Louis XIV et l'apogée de l'absolutisme (1643-1715) · L’ANCIEN RÉGIME
La volonté de contrôle social qui caractérisait la monarchie absolue de Louis XIV ne s’exerça pas seulement sur la noblesse ou sur les protestants : elle visa aussi, avec une sévérité croissante, les populations les plus démunies et les plus mobiles du royaume — mendiants, vagabonds, et tout particulièrement les communautés bohémiennes, alors désignées sous ce terme qui recouvrait les populations tsiganes. Cette politique, qui trouva son expression la plus dure dans l’ordonnance du 11 juillet 1682, illustre un aspect moins connu, et particulièrement sombre, de l’absolutisme louis-quatorzien.
Le dispositif répressif contre la pauvreté et le vagabondage précéda en réalité le règne personnel de Louis XIV. Le 27 avril 1656, des lettres patentes créèrent à Paris l’Hôpital général, regroupant plusieurs établissements — la Salpêtrière, Bicêtre, la Pitié — dont la mission affichée était de « prévenir la mendicité et l’oisiveté comme sources de tous les désordres ». Il ne s’agissait nullement d’un établissement médical, mais d’un instrument d’enfermement destiné à résoudre par la contrainte le problème des mendiants et des « cours des miracles » parisiennes, dans ce que l’historiographie a nommé le « grand renfermement des pauvres ». Un édit de 1662 généralisa cette pratique à l’ensemble du royaume, et Louis XIV devait l’étendre en 1693 à toutes les villes de France, tandis qu’un premier décret de 1666 visait déjà spécifiquement les Bohémiens de sexe masculin, condamnés à être arrêtés et envoyés aux galères sans procès.

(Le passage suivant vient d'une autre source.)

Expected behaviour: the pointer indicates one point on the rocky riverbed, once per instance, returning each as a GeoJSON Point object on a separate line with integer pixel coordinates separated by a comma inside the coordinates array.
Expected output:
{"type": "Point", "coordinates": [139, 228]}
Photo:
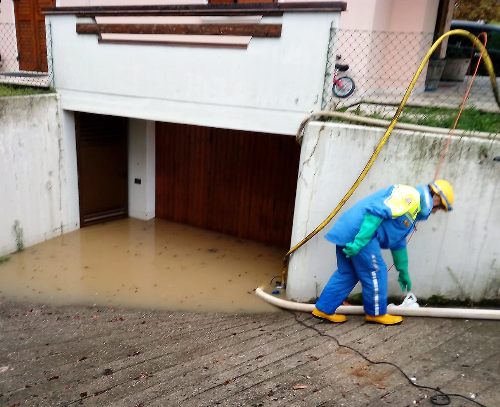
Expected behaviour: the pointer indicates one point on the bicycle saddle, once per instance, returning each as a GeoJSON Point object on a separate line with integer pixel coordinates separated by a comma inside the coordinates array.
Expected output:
{"type": "Point", "coordinates": [342, 68]}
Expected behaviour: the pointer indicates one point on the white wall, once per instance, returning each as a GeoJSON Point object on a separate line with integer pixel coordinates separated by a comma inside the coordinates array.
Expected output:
{"type": "Point", "coordinates": [141, 165]}
{"type": "Point", "coordinates": [8, 40]}
{"type": "Point", "coordinates": [453, 254]}
{"type": "Point", "coordinates": [36, 163]}
{"type": "Point", "coordinates": [269, 87]}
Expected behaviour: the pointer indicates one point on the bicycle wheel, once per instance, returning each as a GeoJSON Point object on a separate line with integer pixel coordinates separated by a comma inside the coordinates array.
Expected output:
{"type": "Point", "coordinates": [343, 87]}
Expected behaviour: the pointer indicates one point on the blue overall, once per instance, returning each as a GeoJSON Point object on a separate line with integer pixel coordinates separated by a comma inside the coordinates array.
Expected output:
{"type": "Point", "coordinates": [368, 266]}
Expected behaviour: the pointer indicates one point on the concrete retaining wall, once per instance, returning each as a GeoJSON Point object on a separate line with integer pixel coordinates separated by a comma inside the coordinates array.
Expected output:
{"type": "Point", "coordinates": [454, 254]}
{"type": "Point", "coordinates": [34, 188]}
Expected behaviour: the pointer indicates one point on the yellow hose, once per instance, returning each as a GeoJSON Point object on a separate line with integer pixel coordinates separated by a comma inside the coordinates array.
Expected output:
{"type": "Point", "coordinates": [489, 66]}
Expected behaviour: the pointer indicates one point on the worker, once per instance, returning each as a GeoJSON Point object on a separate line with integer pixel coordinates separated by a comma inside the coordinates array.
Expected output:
{"type": "Point", "coordinates": [382, 220]}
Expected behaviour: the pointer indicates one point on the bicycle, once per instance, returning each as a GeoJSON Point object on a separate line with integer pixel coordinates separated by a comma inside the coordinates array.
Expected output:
{"type": "Point", "coordinates": [342, 86]}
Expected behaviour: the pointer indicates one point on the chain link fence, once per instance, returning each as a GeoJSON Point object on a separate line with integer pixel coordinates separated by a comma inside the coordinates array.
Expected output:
{"type": "Point", "coordinates": [382, 65]}
{"type": "Point", "coordinates": [25, 57]}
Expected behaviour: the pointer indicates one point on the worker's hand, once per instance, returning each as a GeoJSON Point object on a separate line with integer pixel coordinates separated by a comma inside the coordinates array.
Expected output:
{"type": "Point", "coordinates": [400, 258]}
{"type": "Point", "coordinates": [404, 280]}
{"type": "Point", "coordinates": [352, 249]}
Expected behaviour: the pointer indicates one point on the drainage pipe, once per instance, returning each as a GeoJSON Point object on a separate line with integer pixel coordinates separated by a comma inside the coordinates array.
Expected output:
{"type": "Point", "coordinates": [386, 123]}
{"type": "Point", "coordinates": [393, 310]}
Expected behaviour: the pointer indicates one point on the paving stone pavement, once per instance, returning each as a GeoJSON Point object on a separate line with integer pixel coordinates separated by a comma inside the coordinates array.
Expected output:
{"type": "Point", "coordinates": [69, 355]}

Cette politique connut son durcissement le plus radical avec la déclaration royale du 11 juillet 1682, prise « contre les Bohèmes et ceux qui leur donnent retraite », dont l’objectif affiché était de « purger le royaume » de « cette engeance malfaisante ». Le texte imposait des peines d’une sévérité extrême, différenciées selon l’âge et le sexe : tous les hommes bohémiens, dans toutes les provinces du royaume, devaient être condamnés aux galères à perpétuité — peine équivalant, compte tenu de la mortalité extrême sur les galères royales, à une condamnation à mort différée ; les femmes devaient être tondues publiquement et bannies, sous peine de flagellation si elles persistaient à « mener la vie de bohémiennes » ; les enfants devaient être arrachés à leurs familles et enfermés dans des hospices pour y être élevés dans la religion chrétienne, rupture délibérée avec leur culture d’origine. Les nobles qui leur accordaient protection ou emploi s’exposaient de leur côté à la confiscation de leurs domaines — disposition qui isolait juridiquement les communautés bohémiennes de tout soutien possible au sein de la société d’ordres.
L’application de cette ordonnance se heurta cependant, dans la pratique, aux limites structurelles de l’administration du royaume : l’étendue du territoire, l’inégal zèle des officiers locaux, et une certaine complicité de populations rurales peu disposées à dénoncer des voisins ou des visiteurs de passage en limitèrent sensiblement la portée réelle. Les communautés bohémiennes développèrent des stratégies de survie fondées sur la mobilité et la clandestinité, échappant partiellement à une répression dont l’intensité se relâcha progressivement à partir des années 1690, à mesure que les guerres du règne détournaient l’attention et les ressources de l’administration royale vers d’autres priorités. Cette politique n’en demeura pas moins, sur le plan des principes, l’expression la plus achevée d’un absolutisme qui prétendait régenter jusqu’aux marges les plus mobiles de la société française, en assimilant de force ou en éliminant purement et simplement toute population échappant à son contrôle.